If Mike Nemes, a Louisville Republican, has his way, all counties in the commonwealth would be doing just that in 14 months. He has filed two bills for the 2012 session that if approved would allow the vote on expanded gambling.
“This issue has been debated for years in the commonwealth on whether to allow gaming in Kentucky, even whether it needs voter approval or not,” said Rep. Nemes. “While the commonwealth drags its feet on this issue, other states like Indiana and Ohio have approved legislation on expanded gaming. t’s time for the voters of Kentucky to end debate and decide whether Kentucky needs to legalize expanded gaming.”
BR 189 would place a constitutional amendment on the ballot for the 2012 general election for voters to come to a decision on whether expanded gaming should be legal. BR 246 would establish a new section of KRS Chapter 239 for implementation of expanding gaming. Rep.

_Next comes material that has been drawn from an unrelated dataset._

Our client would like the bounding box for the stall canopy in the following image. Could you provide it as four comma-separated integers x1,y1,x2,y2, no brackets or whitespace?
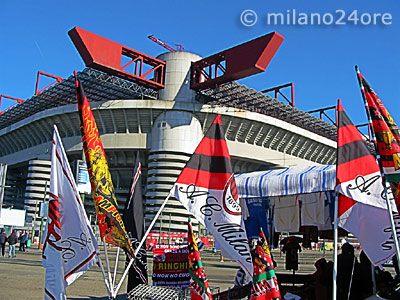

Nemes says BR 246 is different that past proposals for expanding gaming for various reasons:
- It allows counties to vote on whether or not to allow expanded gaming in their community.
- Allows horse racing facilities in counties that approve expanded gaming an option for a limited gaming license.
- Allows counties with horse racing facilities to vote on whether to allow only a limited gaming license or both full and limited licenses.
- Opens bidding for a full casino license to all entities including but not limited to horse racing facilities in counties that approve expanded gaming.
- Gives horse racing facilities the option to take the winning bid with all amenities and add eight percent to obtain the full license in that county that approves expanded gaming.
- Gives counties a fee of $1 per admission from those entering a casino.
- Gives counties a say to restricting and the minimum requirements for acceptable facilities.
- Gives counties a say as to which bid is accepted for expanding gaming facilities in their community.